Cela nous amène aujourd’hui à une compétition électorale qui résume parfaitement les tendances historiques des cent vingt-cinq dernières années, l’Amérique au plus bas dénominateur commun, agressive sur la scène mondiale, méprisant son peuple chez elle, qui ne parvient pas à se conformer aux normes du capitalisme monopolistique, et 100% américaniste – tel qu’interprété par les groupes dirigeants et la direction des deux grands partis. Maintenant, cependant, les tables politiques tournent entre les Démocrates et les Républicains. Le parti de la classe ouvrière [Parti démocrate] est devenu le parti des élites − le parti de la richesse − et adopte maintenant une identité plébéienne, dans les deux cas se plaçant sur la ligne de départ – déjà proto-fasciste – pour la course finale. Il est difficile d’accuser Trump, quand Clinton est tout aussi détestable du point de vue de la guerre, du capitalisme et de l’inégalité, de sorte que, plutôt qu’une attitude de moindre-des-deux-maux, celle de au-diable-tous-les-deux, mérite le respect.

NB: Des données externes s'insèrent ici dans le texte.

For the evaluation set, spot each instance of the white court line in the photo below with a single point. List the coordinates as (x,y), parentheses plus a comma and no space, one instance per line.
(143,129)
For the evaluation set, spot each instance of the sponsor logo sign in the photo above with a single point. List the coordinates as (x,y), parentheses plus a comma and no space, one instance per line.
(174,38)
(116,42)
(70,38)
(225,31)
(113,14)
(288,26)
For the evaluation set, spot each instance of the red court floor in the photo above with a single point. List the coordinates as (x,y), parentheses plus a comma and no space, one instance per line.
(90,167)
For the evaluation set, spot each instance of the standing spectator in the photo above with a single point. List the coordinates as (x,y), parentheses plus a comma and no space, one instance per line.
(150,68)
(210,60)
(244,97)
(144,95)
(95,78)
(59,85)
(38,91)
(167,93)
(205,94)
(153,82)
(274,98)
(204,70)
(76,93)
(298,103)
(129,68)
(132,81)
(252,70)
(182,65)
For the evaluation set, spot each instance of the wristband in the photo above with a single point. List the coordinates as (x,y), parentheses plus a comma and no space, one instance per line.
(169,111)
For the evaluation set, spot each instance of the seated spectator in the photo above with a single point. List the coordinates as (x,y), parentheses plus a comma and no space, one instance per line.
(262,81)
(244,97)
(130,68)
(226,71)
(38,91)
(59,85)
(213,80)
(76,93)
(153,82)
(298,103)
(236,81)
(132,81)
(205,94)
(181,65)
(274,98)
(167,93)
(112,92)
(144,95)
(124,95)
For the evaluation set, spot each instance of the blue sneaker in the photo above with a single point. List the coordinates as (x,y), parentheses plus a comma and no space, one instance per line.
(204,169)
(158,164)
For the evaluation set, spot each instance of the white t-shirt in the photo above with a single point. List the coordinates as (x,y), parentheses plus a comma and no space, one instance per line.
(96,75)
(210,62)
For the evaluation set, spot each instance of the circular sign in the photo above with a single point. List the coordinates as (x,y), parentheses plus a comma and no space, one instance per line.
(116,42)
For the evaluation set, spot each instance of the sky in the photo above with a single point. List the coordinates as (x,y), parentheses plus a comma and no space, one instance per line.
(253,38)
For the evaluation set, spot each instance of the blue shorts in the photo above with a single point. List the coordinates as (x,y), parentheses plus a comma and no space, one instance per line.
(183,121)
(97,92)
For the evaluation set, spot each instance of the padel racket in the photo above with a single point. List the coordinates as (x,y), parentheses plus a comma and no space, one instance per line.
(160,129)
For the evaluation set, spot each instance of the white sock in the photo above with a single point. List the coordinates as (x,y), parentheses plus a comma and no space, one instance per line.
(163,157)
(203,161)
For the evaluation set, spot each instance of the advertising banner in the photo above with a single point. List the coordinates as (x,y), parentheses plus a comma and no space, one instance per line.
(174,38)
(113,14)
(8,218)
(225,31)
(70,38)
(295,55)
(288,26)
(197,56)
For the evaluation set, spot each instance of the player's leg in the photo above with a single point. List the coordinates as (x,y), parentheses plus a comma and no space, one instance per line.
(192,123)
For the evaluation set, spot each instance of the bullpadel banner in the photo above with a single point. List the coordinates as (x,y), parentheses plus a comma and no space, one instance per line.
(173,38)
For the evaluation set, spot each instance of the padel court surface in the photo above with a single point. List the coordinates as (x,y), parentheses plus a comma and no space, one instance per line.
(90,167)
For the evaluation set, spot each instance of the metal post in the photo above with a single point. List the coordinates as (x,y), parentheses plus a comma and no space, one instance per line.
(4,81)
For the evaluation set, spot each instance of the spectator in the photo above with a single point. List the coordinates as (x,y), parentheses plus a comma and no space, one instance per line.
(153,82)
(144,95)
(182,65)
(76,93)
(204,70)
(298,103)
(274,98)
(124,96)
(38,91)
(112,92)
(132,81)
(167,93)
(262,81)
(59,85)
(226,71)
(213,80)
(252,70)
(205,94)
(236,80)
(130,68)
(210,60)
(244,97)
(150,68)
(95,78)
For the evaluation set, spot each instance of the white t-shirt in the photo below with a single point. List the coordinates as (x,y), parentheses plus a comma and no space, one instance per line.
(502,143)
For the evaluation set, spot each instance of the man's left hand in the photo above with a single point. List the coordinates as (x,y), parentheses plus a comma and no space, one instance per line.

S’il y a un cancer qui ravage la nation, au-delà de ce qui a déjà été mentionné − la guerre, le militarisme, une société capitaliste saturée − c’est la structure et l’esprit de la privatisation en soi, le lien pratique et idéologique tout aussi important du capitalisme avec l’État, un État fasciste, revêtu des vêtements de la pseudo-démocratie pour neutraliser et conquérir la classe ouvrière, pièce essentielle dans le puzzle pour atteindre le totalitarisme. La classe moyenne, pays après pays, a été ou est habituée à cette fin, porteuse des systèmes de croyances fascistes, ce qui rend le militantisme ouvrier et le respect de soi plus vitaux pour la démocratie, celle-ci n’étant plus le faux nez du capitalisme, comme maintenant, mais un contexte dynamique de droits de l’homme et de mutualisation à la fois du respect et des finalités. En ce qui concerne les groupes supérieurs, pourquoi leur demander conseil et leadership, alors qu’ils ont créé et surtout bénéficié des politiques qui les ont enrichis, en orientant le cap vers un impérialisme toujours croissant ? La principale nation capitaliste dans le monde a besoin de toutes les combines dans son arsenal, et à son service, si elle doit dominer le reste.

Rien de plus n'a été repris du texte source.